The following function adds the user to the specified groups. If a group does not exist, it is created.

# Function to add users to additional groups
add_user_to_groups() {
  local username="$1"
  IFS=',' read -r -a groups <<< "$2"
  for group in "${groups[@]}"; do
    if ! getent group "$group" &>/dev/null; then
      groupadd "$group"
      echo "Group $group created." | tee -a "$log_file"
    fi
    usermod -aG "$group" "$username"
    echo "Added $username to group $group." | tee -a "$log_file"
  done
}

• Main Script Execution

The main part of the script checks for the input file argument initializes variables, creates log and password files if they don't exist, and processes each user in the input file.

# Check for an input file argument
if [[ $# -ne 1 ]]; then
  echo "Usage: $0 <input_file>"
  exit 1
fi

# Initialize variables
input_file="$1"
log_file="/var/log/user_management.log"
password_file="/var/secure/user_passwords.txt"
declare -a users
declare -a group_list

# Create log and password files if they do not exist
mkdir -p /var/log /var/secure
touch "$log_file"
touch "$password_file"
chmod 600 "$password_file"

# Read input file
read_input_file "$input_file"

# Process each user
for ((i = 0; i < ${#users[@]}; i++)); do
  username="${users[i]}"
  user_groups="${group_list[i]}"

  if [[ "$username" == "" ]]; then
    continue  # Skip empty usernames
  fi

  create_user_with_group "$username"
  set_user_password "$username"
  add_user_to_groups "$username" "$user_groups"
done

echo "User creation and group assignment completed." | tee -a "$log_file"

Run the Script: Execute the script with the input file as an argument:

./create_users.sh users.txt

Check Logs and Passwords: Review the log file at /var/log/user_management.log for actions taken and find user passwords in /var/secure/user_passwords.txt.

Benefits of Automation

• Efficiency: Automates repetitive tasks, freeing time for more critical activities.

• Consistency: Ensures that user and group configurations are applied uniformly.

• Security: Randomly generated passwords enhance security, and storing them securely minimizes risks.

• Auditing: Detailed logging helps in tracking changes and troubleshooting.

Learn More

If you're interested in advancing your career in tech, consider joining the HNG Internship program by visiting HNG Internship or HNG Premium. It's an excellent opportunity to gain hands-on experience and learn from industry professionals.
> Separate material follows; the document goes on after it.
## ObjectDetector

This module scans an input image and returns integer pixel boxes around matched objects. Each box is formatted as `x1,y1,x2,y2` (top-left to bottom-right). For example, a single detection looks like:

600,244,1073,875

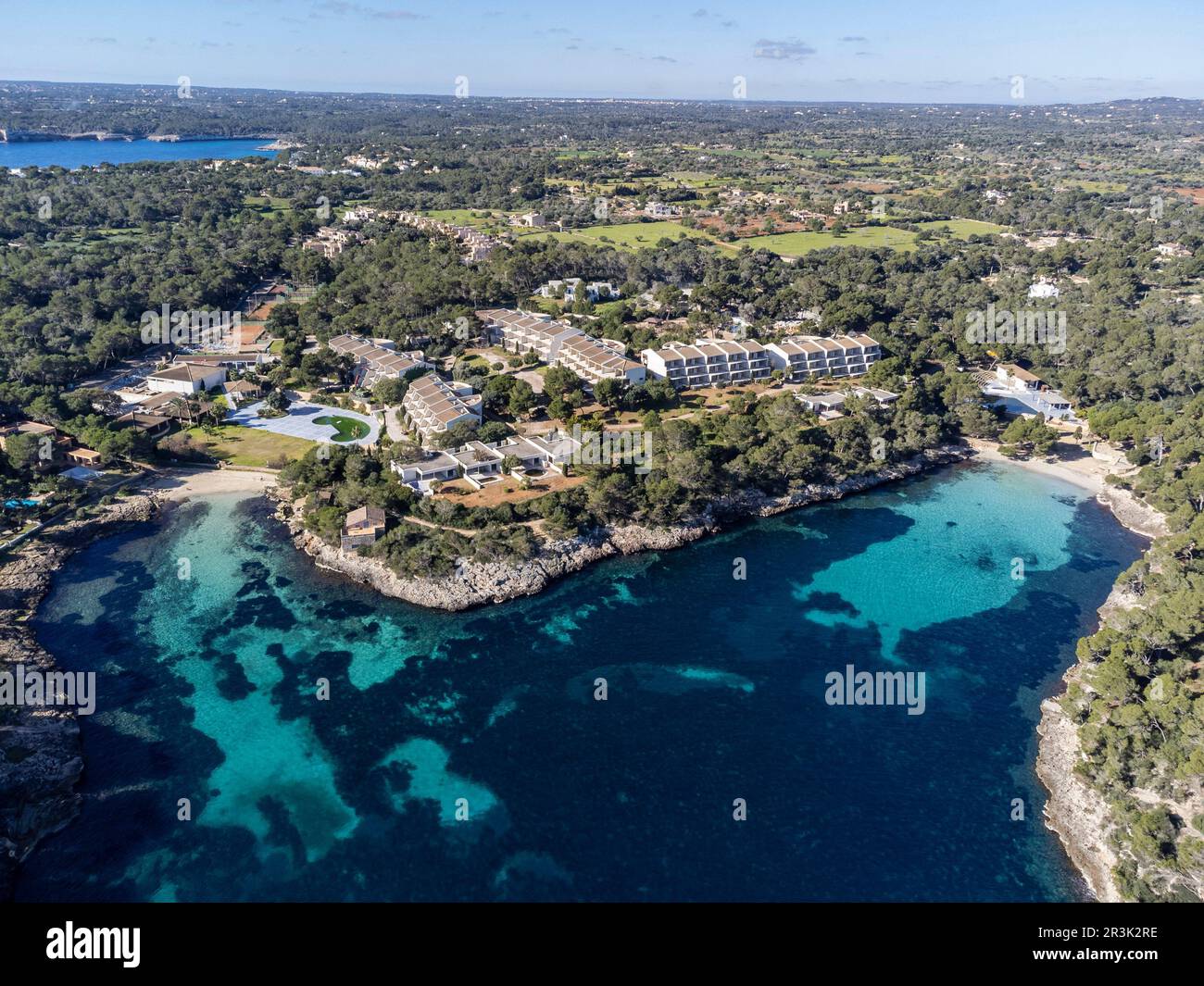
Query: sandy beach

For those looking to hire top tech talent, HNG Hire connects you with skilled developers who have undergone rigorous training.

Conclusion

Automating user and group management tasks with a bash script can significantly improve efficiency and security in a Linux environment. By following the steps outlined in this article, you can streamline your onboarding process and ensure proper user management.